“Did you know that the original script for The Dukes of Hazzard had the General Lee painted grey for the confederacy? It did. Rumor has it that George Barris commented that it would be very hard to see the car in the Georgia woods if it were grey. He suggested that it be painted a very common color that is found in every auto shop in the country– Engine block orange. That, my friends is how the orange car was born!” –John Schneider (Bo luke)
A trailer load of General Lees ready for “Dukes of Hazzard” disposal. Seeing all these beauties in person must have been incredible. Makes me so pissed they were destroyed.
Fresh General Lee Dodge Chargers loaded on a car carrier going to work…
The Dukes of Hazzard stockpile of 1969 Dodge Chargers and other show cars…
John Schneider and crew filming on the set of The Dukes of Hazzard.

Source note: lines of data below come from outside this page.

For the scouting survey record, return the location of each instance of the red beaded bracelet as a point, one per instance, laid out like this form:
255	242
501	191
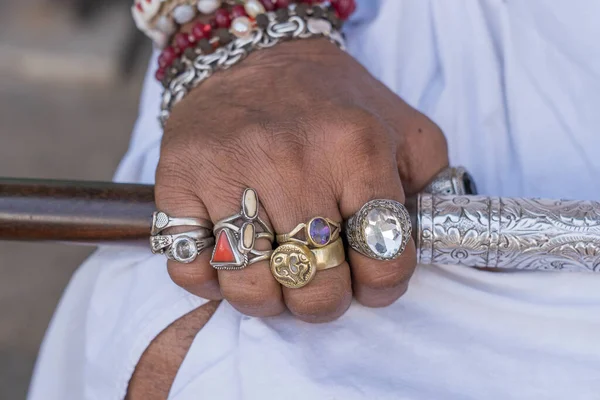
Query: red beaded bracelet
234	21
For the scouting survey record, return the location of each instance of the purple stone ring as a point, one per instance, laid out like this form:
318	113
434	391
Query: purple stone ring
318	232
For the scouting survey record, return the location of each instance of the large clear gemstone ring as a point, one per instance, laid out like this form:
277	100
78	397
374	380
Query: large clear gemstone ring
380	229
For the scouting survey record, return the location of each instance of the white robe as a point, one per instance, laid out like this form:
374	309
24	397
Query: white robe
515	85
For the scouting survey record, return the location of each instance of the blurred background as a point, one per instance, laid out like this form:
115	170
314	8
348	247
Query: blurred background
70	76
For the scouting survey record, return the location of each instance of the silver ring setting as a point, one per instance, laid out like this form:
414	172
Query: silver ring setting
380	230
182	247
236	236
161	221
186	249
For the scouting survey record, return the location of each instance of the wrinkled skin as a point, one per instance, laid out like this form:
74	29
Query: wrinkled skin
315	134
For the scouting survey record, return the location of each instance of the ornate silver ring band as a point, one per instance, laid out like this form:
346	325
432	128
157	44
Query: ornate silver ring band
236	236
380	229
161	221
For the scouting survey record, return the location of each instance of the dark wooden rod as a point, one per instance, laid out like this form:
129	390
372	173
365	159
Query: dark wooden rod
72	211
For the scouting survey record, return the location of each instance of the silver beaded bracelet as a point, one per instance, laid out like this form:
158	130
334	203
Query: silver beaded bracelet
204	65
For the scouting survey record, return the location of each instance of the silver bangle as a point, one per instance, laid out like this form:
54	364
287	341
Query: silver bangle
161	221
205	65
509	233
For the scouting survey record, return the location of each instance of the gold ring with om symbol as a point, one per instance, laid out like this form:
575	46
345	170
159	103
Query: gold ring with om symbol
319	232
294	265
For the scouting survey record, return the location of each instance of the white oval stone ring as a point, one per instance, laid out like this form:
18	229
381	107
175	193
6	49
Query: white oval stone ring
380	229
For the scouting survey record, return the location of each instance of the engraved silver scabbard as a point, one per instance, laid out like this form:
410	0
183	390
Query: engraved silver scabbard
511	233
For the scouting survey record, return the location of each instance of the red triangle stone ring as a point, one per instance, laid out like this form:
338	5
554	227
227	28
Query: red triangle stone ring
237	234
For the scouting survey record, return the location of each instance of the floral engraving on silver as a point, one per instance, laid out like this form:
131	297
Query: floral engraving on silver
452	180
380	229
236	236
161	221
205	65
512	233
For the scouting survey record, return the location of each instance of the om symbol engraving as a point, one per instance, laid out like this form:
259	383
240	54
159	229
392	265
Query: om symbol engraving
293	265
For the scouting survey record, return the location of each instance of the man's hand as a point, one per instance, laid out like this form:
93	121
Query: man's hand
316	135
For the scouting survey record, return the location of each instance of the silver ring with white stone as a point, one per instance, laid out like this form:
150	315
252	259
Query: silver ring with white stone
452	180
380	229
161	221
186	249
159	244
236	236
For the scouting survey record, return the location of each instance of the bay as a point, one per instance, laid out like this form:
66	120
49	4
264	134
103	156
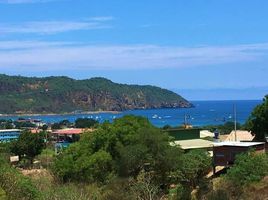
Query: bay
203	113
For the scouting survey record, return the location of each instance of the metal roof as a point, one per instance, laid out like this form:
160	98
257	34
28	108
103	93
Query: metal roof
237	144
193	144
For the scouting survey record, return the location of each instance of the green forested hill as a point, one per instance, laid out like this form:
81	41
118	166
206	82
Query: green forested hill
62	94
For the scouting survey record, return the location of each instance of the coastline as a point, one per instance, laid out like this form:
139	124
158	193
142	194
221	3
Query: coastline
54	114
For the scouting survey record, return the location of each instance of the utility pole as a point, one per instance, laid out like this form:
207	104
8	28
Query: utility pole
235	121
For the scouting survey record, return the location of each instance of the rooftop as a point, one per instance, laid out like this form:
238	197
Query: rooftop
69	131
238	144
193	144
9	130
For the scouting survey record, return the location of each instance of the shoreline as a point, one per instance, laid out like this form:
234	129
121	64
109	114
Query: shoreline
54	114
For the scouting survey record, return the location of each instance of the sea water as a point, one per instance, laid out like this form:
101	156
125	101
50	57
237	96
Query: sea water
203	113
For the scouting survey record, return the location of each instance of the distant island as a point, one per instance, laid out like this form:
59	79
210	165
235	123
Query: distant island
32	95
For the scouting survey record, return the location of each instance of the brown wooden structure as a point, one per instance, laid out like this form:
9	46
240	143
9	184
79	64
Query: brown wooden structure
224	153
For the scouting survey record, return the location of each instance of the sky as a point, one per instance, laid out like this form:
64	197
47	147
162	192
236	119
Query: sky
203	50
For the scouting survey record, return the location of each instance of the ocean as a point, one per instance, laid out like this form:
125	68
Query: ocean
204	113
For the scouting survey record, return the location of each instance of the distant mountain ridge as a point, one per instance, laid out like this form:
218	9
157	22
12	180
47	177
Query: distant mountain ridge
62	94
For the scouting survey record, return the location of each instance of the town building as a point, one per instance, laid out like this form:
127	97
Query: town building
8	135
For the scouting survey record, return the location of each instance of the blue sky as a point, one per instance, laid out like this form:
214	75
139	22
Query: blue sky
200	49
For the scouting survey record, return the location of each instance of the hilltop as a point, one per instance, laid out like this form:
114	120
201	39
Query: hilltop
63	94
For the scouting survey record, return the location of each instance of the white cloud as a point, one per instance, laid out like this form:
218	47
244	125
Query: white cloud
52	27
50	56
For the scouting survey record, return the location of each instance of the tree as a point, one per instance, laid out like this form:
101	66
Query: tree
129	145
85	123
258	121
248	167
28	144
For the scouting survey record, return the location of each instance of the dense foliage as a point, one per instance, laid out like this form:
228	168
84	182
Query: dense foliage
28	145
15	184
63	94
132	149
249	167
258	121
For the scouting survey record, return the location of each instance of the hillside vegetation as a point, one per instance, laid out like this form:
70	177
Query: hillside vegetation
62	94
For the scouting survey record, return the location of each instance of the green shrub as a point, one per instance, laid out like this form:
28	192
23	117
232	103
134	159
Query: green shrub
248	168
15	184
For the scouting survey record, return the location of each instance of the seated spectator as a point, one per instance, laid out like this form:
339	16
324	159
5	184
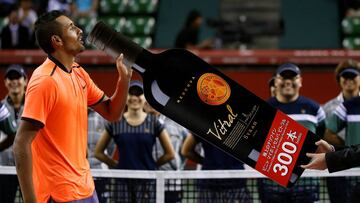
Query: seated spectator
135	136
188	37
61	5
14	35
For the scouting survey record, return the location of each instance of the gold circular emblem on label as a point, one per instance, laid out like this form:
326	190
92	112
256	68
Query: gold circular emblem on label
212	89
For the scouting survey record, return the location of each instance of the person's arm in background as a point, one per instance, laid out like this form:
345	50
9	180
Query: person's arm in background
8	127
23	156
112	108
100	147
169	152
188	150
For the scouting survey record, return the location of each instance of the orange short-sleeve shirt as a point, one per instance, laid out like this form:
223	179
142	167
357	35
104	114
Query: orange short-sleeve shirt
58	99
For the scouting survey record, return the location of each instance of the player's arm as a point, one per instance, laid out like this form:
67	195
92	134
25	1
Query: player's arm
169	152
112	108
188	150
23	158
100	147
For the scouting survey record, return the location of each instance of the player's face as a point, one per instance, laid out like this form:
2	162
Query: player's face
350	82
15	85
288	86
72	36
135	102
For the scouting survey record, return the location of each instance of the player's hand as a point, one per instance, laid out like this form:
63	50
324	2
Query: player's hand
323	147
124	72
317	162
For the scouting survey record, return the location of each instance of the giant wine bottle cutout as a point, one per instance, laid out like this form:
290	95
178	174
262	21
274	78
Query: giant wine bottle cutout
215	108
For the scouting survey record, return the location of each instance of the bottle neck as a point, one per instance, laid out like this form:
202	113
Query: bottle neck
113	43
143	60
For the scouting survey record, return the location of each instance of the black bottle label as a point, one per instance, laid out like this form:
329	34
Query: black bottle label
220	111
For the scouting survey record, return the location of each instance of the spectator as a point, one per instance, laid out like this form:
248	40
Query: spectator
96	125
60	5
85	8
288	82
177	135
15	83
14	35
272	88
8	127
346	117
347	76
349	83
233	190
135	136
188	37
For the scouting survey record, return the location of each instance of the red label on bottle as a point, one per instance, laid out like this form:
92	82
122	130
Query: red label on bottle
281	148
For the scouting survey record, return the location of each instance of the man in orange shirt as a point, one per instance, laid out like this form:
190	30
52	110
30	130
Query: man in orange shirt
50	145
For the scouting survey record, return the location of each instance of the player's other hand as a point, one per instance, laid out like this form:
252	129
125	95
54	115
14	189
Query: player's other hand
317	162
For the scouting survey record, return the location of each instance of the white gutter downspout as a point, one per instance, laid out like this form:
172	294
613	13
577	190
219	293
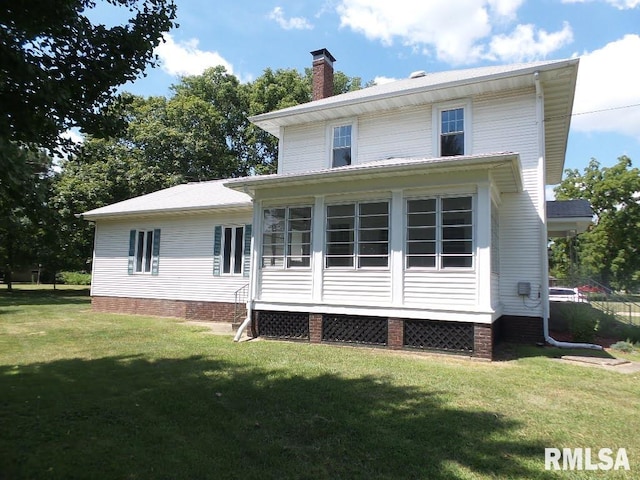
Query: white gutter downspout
543	243
253	275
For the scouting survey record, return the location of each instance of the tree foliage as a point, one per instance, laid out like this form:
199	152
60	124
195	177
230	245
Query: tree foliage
59	70
609	250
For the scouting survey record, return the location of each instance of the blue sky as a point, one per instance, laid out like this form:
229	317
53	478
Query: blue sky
382	40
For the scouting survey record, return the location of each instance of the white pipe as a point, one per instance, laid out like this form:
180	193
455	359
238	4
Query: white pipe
244	324
543	243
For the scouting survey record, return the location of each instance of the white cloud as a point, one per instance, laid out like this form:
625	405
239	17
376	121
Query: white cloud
525	43
185	58
293	23
74	135
608	80
439	28
619	4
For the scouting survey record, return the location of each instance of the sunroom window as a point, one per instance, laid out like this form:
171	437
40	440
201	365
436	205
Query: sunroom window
286	237
440	233
358	235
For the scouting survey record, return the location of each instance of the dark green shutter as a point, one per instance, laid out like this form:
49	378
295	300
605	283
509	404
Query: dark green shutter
132	251
155	259
247	251
217	245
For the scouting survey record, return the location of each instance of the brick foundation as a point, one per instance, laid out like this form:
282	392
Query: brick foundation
190	310
315	327
483	341
520	329
395	334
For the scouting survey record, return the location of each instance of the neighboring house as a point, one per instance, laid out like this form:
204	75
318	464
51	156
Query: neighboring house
408	215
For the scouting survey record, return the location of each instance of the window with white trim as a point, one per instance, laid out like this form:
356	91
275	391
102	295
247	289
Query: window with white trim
452	132
232	250
144	251
440	233
357	235
286	237
341	145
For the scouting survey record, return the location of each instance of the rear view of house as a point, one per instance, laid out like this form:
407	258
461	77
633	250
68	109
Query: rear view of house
406	215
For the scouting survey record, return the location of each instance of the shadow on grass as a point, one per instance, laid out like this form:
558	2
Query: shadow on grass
19	297
512	351
201	418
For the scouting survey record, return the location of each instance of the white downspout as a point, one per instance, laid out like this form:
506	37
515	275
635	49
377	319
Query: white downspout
253	275
543	243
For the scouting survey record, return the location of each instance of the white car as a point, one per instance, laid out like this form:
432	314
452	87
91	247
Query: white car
566	294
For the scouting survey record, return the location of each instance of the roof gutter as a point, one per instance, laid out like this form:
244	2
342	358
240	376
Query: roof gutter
543	231
249	184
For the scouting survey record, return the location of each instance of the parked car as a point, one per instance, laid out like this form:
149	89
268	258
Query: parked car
566	294
591	289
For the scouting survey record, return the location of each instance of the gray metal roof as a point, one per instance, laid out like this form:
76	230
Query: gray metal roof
188	197
568	209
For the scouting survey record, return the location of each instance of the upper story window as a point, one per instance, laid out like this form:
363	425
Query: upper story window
440	232
286	237
341	146
358	235
452	132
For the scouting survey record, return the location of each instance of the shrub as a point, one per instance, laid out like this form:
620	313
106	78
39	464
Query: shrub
74	278
582	324
623	346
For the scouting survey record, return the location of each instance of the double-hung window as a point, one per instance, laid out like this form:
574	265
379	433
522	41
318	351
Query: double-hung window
232	250
440	233
452	132
358	235
231	244
144	251
286	237
341	146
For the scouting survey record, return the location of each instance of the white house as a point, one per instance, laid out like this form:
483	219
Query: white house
407	215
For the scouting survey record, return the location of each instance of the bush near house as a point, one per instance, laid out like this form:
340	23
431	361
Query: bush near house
74	278
586	323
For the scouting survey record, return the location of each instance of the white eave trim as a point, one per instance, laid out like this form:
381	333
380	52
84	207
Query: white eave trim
166	211
508	161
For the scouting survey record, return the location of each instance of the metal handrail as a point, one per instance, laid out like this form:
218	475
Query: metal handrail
240	299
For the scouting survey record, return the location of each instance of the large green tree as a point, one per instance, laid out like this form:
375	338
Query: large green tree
609	251
59	70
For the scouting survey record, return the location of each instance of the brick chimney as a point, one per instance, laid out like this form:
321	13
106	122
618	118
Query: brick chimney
322	74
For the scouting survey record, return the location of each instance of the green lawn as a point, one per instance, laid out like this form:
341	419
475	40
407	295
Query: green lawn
86	395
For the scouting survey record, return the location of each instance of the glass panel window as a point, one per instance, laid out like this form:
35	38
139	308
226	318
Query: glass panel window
452	132
358	235
144	251
341	146
232	250
286	238
440	233
340	235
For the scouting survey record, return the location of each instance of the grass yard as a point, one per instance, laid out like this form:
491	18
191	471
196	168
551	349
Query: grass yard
86	395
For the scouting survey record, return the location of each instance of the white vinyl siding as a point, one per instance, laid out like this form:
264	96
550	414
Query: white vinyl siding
186	258
437	289
303	149
361	287
292	284
507	122
409	137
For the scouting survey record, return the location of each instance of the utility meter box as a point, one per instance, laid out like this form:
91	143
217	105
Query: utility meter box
524	288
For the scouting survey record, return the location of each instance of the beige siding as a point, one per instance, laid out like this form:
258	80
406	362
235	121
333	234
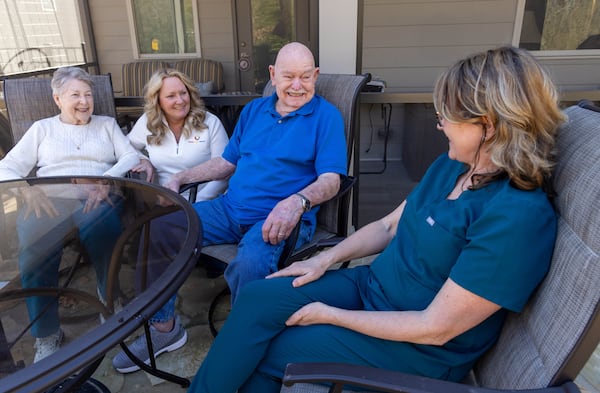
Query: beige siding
114	45
408	43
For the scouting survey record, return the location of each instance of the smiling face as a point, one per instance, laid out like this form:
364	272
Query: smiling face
174	100
294	76
76	102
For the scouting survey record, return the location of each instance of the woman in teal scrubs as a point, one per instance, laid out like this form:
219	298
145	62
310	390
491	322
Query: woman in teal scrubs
470	243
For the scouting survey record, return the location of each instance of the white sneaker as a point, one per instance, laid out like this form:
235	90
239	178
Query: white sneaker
46	346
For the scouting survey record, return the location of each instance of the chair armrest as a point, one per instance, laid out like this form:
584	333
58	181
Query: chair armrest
388	381
193	187
346	185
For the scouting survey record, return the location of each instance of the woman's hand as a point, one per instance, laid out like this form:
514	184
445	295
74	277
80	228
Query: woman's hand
97	193
174	183
311	314
305	271
144	166
36	201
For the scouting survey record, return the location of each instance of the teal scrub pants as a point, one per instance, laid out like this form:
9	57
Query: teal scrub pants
253	347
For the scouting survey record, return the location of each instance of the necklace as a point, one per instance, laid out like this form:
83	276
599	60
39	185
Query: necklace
76	131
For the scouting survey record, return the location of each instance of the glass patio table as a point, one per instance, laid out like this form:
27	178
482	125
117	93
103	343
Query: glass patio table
70	261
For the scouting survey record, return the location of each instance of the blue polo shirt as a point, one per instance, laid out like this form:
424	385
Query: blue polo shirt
278	156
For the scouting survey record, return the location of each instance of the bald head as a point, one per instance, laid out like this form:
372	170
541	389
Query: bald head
294	76
295	52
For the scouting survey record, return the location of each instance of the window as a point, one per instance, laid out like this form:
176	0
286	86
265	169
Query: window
164	28
560	25
39	35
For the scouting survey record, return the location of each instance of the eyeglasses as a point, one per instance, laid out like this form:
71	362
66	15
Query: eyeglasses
440	120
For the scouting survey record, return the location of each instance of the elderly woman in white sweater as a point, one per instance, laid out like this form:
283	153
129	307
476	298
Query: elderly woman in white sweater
73	143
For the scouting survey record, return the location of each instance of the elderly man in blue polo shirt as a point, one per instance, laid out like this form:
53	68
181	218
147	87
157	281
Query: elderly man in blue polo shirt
286	155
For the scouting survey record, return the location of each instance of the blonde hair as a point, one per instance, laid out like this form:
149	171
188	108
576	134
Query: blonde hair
511	90
156	118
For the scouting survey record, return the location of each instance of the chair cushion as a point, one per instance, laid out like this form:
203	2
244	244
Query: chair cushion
534	345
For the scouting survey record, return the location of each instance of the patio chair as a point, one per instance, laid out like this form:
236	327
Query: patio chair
136	74
333	216
203	71
544	347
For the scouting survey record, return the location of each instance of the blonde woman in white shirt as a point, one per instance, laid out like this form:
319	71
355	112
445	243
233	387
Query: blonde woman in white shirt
177	132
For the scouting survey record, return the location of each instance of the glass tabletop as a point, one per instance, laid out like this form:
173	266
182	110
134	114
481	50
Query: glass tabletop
72	263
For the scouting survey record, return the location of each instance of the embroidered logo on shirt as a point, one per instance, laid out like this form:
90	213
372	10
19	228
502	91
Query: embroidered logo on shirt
195	139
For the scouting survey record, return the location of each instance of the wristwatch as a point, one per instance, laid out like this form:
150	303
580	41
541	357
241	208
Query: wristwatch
305	202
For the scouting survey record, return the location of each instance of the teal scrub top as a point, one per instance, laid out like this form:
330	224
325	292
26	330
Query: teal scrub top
496	242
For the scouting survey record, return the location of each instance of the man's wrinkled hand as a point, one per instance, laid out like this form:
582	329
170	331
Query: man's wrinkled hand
281	221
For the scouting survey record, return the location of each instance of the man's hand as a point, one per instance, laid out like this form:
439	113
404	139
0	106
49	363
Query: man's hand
36	201
311	314
281	221
304	271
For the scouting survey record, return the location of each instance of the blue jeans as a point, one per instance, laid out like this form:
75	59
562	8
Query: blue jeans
255	258
41	242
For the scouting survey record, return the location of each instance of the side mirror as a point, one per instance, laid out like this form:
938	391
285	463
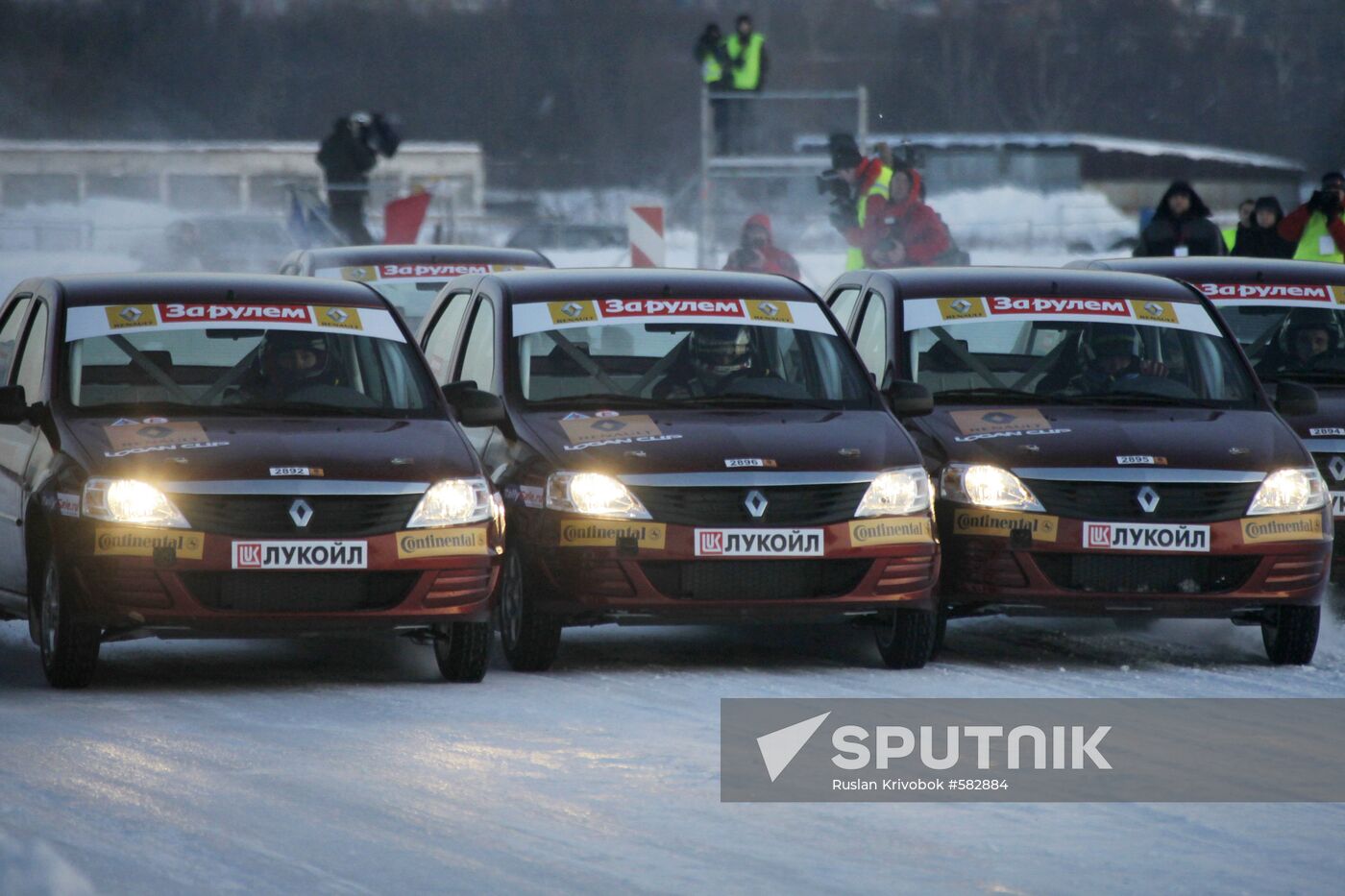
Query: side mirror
13	405
1295	400
475	406
908	399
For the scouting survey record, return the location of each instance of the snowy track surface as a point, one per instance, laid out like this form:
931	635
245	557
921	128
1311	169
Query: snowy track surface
343	765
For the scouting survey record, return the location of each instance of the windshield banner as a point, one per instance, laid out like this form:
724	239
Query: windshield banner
596	312
113	321
1282	295
420	271
941	312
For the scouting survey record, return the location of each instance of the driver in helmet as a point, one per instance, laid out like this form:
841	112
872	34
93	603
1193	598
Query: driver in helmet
716	356
291	361
1113	354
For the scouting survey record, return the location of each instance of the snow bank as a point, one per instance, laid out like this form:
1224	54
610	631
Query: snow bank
30	866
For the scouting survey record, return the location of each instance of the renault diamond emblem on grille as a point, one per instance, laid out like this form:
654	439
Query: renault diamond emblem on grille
300	512
1147	499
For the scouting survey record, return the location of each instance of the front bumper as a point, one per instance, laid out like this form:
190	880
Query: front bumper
1036	564
641	572
128	581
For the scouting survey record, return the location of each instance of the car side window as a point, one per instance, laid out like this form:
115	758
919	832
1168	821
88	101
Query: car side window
477	358
10	334
30	363
843	304
443	335
871	339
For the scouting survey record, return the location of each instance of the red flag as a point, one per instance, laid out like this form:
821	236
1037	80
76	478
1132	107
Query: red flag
404	217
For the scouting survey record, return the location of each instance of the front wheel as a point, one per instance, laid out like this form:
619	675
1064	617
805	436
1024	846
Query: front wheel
907	637
463	650
69	646
530	637
1290	634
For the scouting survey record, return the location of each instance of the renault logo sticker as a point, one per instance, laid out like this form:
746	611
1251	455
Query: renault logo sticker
300	512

“This is how the General Lees often landed. Which is also why Warner Brothers never net me actually jump the darned thing! Thank you WB!” – John Schneider (Bo Luke)
Estimates say well over 200 1969 Chargers were destroyed in jump scenes and stunts on the show. John Schneider puts the estimate at over 300 (329 he said)! When the network pulled the plug on Dukes, Warner Brothers contacted Wayne Wooten in Keysville Virginia, the President of the Dodge Charger Registry and offered 17 remaining General Lees for purchase by his members for the cost of $3000 each, regardless of condition.
Each member had to sign a contract agreeing never to use the cars in any advertising. Wayne was presented with the last close up General Lee by the studio as he had been in constant contact with them and they appreciated his dedication to the show, and interest in preserving what was left of arguably the most famous car in the world at that time.
Wayne later also obtained a 2nd original General Lee that had been jumped in the show, and then hung on a billboard in the Hollywood area to advertise the show. The cars were purchased by members of the Registry as far away as Australia.